For the last several weeks we have been working on answers to some questions asked by a reader named Jemand. This will be the last part of that series. If you have any questions about investments, please let me know.
I need to start saving for retirement (I’m in grad school) but I don’t really know how to even start or how to even go about *buying* any kind of stock, much less, kinds that make particular sense for me. Also, I have less than 10,000 I can invest right now, so it feels to me that paying a financial advisor would take out way to large a chunk of what I’d be making.
Most financial advisors get paid a small (or not so small) percentage on the amount you invest. So, with a smaller account your fee will be smaller. For more on investment advisors - read this post. The problem you may have is that some advisors will not want to work with you if you “only” have $10,000.

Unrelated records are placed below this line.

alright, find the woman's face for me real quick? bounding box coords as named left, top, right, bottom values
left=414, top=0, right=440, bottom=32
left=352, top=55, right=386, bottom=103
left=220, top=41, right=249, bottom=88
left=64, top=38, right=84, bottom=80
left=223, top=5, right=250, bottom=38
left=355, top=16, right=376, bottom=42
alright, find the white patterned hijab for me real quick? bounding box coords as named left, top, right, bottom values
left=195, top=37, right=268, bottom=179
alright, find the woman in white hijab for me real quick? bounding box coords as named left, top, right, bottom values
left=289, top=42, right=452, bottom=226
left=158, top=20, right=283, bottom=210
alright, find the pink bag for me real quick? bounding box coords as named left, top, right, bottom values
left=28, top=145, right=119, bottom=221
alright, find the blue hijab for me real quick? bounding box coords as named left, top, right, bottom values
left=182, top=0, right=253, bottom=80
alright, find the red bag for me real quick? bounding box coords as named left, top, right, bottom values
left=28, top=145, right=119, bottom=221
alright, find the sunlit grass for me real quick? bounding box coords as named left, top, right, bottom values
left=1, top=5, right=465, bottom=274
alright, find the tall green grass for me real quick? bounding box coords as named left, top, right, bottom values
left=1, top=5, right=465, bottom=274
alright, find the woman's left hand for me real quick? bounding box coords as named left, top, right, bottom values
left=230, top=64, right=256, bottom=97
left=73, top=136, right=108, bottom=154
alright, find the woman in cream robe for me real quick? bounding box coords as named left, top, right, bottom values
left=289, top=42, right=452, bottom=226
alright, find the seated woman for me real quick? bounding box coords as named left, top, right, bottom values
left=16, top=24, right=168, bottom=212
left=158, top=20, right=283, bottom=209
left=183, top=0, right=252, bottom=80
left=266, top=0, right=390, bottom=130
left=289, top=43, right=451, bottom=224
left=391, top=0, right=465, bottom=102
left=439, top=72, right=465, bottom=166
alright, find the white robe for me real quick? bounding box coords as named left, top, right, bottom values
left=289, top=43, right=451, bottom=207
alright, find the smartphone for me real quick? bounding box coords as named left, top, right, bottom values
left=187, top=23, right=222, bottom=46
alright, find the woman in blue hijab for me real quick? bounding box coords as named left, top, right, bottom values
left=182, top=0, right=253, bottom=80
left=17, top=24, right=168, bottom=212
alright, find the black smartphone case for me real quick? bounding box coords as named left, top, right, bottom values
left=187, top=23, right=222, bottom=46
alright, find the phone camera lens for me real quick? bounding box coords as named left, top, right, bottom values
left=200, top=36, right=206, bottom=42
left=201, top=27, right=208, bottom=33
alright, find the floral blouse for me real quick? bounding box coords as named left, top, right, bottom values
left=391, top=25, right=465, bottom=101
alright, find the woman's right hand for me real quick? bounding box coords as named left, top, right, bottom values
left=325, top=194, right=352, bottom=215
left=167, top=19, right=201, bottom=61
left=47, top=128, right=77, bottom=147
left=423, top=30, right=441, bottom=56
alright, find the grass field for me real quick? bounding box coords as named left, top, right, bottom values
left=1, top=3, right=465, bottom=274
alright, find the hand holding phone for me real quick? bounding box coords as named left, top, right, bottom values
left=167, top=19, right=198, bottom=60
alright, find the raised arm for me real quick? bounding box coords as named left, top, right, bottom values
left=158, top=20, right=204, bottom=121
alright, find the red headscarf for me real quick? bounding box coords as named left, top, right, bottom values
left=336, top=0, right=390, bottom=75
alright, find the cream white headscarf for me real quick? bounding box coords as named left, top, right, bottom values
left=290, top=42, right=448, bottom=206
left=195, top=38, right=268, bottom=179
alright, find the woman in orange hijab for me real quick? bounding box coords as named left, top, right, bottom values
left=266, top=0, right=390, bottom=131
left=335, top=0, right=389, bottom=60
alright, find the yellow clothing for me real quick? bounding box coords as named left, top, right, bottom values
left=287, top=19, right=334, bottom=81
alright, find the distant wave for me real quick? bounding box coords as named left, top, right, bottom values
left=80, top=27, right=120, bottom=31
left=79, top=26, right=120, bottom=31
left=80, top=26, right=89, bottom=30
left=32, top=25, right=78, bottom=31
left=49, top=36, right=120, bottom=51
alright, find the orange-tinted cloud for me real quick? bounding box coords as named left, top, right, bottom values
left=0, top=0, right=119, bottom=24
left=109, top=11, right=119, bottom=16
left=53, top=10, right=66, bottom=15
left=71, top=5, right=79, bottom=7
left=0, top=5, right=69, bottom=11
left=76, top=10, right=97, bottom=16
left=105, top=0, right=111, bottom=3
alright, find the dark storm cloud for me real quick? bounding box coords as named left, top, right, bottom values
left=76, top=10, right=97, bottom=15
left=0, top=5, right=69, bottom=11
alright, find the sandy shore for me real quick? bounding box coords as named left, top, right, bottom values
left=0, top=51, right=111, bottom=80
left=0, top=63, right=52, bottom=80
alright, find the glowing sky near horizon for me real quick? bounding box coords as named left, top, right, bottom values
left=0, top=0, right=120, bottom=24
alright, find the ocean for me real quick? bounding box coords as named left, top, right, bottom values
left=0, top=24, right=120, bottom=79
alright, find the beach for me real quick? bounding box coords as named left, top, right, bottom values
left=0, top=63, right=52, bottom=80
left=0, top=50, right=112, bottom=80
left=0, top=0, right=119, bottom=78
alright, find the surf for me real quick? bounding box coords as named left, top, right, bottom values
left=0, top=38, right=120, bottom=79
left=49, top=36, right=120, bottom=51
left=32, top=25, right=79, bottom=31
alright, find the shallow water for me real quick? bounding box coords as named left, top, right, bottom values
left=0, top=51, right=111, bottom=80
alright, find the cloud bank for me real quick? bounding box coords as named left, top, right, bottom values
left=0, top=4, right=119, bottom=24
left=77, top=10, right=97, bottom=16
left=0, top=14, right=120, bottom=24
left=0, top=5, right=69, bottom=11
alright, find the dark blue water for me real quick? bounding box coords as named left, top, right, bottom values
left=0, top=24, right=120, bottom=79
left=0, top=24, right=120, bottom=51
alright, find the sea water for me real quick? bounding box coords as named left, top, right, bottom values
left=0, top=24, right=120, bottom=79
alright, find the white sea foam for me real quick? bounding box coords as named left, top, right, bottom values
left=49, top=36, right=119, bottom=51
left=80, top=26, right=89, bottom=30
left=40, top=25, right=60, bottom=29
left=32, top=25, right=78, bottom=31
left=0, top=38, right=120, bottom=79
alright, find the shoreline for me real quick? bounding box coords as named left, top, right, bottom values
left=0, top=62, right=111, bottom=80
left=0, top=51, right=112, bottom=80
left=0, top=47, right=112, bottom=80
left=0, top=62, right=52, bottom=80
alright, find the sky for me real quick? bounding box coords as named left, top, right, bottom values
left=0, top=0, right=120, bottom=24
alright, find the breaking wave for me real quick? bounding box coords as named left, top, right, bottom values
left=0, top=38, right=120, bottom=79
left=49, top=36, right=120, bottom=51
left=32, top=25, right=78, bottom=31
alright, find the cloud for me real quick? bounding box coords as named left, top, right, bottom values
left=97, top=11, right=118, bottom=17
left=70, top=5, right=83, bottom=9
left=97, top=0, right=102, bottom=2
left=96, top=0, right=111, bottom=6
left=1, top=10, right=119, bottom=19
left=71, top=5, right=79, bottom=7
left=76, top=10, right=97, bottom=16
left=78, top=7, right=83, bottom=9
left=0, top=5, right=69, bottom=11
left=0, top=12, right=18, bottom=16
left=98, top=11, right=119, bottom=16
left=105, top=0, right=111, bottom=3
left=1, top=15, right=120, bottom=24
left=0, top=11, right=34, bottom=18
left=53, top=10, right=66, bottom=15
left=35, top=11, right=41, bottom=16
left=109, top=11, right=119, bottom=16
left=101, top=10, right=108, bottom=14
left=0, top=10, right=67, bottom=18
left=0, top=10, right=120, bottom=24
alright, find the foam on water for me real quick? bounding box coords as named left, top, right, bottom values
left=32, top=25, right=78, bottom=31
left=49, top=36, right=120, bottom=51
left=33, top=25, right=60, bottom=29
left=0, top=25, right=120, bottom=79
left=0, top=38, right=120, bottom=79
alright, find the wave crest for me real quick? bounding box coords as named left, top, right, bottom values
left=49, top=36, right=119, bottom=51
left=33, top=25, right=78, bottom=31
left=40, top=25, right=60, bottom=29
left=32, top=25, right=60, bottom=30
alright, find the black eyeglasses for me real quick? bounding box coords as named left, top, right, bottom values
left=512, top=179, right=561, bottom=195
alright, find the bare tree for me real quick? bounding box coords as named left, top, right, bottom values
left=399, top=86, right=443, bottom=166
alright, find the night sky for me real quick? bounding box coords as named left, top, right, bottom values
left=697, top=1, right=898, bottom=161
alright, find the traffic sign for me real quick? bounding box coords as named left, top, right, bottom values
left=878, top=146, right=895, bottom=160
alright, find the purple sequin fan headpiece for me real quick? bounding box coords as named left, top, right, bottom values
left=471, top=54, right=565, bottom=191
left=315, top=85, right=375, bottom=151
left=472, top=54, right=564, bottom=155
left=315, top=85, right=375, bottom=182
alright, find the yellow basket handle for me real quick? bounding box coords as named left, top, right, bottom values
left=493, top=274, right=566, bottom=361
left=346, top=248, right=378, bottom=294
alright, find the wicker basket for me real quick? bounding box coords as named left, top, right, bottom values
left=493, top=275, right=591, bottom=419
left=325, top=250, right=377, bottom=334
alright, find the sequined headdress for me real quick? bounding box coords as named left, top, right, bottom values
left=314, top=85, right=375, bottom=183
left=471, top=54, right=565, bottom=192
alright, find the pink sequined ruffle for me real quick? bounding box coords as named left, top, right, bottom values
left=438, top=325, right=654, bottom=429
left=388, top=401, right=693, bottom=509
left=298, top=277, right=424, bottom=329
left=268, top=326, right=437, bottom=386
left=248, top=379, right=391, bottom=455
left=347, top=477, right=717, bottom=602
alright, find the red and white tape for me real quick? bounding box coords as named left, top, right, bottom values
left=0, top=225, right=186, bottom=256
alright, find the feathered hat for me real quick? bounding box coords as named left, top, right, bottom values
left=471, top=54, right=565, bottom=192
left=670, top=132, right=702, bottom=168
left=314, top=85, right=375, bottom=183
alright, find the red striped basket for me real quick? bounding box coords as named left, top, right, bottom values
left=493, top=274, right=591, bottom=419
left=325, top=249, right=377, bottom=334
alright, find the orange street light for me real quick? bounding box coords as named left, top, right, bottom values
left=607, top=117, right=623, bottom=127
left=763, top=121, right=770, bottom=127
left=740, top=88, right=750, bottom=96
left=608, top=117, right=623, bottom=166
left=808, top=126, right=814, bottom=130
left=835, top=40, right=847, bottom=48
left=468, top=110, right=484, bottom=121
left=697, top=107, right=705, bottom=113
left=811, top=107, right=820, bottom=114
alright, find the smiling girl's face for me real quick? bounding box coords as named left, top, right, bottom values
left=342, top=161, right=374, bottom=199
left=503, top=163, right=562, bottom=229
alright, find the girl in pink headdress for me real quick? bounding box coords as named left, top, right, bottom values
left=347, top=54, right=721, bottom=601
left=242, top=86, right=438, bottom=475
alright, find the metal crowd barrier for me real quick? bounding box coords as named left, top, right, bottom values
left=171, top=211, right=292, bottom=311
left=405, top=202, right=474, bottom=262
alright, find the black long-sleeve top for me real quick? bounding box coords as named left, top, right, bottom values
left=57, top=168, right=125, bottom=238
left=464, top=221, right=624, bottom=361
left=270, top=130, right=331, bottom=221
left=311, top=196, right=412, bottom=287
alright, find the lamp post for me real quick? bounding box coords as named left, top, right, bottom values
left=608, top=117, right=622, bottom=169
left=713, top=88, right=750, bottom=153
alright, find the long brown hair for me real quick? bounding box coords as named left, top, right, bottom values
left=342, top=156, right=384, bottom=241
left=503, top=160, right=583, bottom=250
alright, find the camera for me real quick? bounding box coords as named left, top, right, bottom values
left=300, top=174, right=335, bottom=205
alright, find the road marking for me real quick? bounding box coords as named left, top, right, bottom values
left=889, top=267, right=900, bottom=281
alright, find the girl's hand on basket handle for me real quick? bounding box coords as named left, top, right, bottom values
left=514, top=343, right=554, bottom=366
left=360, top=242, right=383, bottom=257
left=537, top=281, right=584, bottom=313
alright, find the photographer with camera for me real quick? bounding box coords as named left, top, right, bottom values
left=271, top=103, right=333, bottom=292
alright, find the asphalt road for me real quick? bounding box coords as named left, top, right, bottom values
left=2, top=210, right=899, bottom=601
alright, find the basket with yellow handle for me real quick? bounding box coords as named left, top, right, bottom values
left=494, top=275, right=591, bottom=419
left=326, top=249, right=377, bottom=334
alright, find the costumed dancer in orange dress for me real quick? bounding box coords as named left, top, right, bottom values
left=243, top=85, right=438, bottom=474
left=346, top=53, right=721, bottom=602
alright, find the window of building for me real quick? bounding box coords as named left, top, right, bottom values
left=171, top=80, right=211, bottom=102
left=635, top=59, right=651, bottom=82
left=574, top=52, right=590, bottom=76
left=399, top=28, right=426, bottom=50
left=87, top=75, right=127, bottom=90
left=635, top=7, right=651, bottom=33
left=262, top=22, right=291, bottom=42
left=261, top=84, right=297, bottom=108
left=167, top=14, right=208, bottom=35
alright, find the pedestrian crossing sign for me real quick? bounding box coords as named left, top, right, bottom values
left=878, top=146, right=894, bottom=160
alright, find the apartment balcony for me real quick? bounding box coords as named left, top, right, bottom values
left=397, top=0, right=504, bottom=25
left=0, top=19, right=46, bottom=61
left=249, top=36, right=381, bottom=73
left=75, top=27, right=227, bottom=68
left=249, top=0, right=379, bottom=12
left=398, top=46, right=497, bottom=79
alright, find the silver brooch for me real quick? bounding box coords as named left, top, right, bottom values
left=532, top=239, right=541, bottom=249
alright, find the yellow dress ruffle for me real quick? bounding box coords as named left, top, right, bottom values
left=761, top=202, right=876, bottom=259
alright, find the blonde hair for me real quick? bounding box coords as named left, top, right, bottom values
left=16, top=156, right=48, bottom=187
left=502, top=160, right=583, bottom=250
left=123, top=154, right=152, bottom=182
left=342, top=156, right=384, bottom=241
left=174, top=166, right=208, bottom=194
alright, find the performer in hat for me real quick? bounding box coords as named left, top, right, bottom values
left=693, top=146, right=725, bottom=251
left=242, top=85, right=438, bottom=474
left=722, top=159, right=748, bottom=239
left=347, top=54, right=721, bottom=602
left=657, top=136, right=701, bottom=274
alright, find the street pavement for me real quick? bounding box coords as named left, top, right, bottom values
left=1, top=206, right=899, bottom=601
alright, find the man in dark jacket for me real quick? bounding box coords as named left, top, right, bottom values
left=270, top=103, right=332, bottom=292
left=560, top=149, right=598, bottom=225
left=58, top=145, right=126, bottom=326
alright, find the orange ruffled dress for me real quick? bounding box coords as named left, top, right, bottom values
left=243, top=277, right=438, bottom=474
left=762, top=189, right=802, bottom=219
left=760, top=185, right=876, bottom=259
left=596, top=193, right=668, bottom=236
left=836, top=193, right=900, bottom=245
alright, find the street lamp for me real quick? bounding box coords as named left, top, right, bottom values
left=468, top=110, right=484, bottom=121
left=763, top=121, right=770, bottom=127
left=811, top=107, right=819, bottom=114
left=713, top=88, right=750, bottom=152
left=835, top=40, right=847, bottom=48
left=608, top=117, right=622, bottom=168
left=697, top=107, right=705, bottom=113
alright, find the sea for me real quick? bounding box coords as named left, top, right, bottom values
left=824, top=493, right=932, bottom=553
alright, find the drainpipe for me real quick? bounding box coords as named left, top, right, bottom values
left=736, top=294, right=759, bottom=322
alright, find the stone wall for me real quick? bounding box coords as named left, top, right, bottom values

So… What to do with the $10,000. If you are going to do it by yourself you will need to think about several things. How old are you? What is the money for? How much risk can you take? How long will the money be invested? Will you add more or will you start to take money out? Do you have life insurance? All of this things and more could change where you put the money. This is one of the reasons that it is impossible to give investment advice to everyone at once. The advice needs to be based on that person.
Keep in mind this is not actual investment advice for any person and you should check with your advisor before doing anything. In our example the person investing has $10,000 and is a 25 year old female with no spouse or kids. This person has a good job with a reliable income stream and does not need this money until they retire.
One of the most important factors in your long term investment results is expenses. To keep expenses low, I would suggest an index fund. Vanguard has the most index funds with the lowest expenses. For starters I would suggest the Total Stock Market Index Fund.
Created in 1992, Vanguard Total Stock Market Index Fund is designed to provide investors with exposure to the entire U.S. equity market, including small-, mid-, and large-cap growth and value stocks. The fund’s key attributes are its low costs, broad diversification, and the potential for tax efficiency. Investors looking for a low-cost way to gain broad exposure to the U.S. stock market who are willing to accept the volatility that comes with stock market investing may wish to consider this fund as either a core equity holding or your only domestic stock fund.
When more money is saved consideration could be given to other types of investments.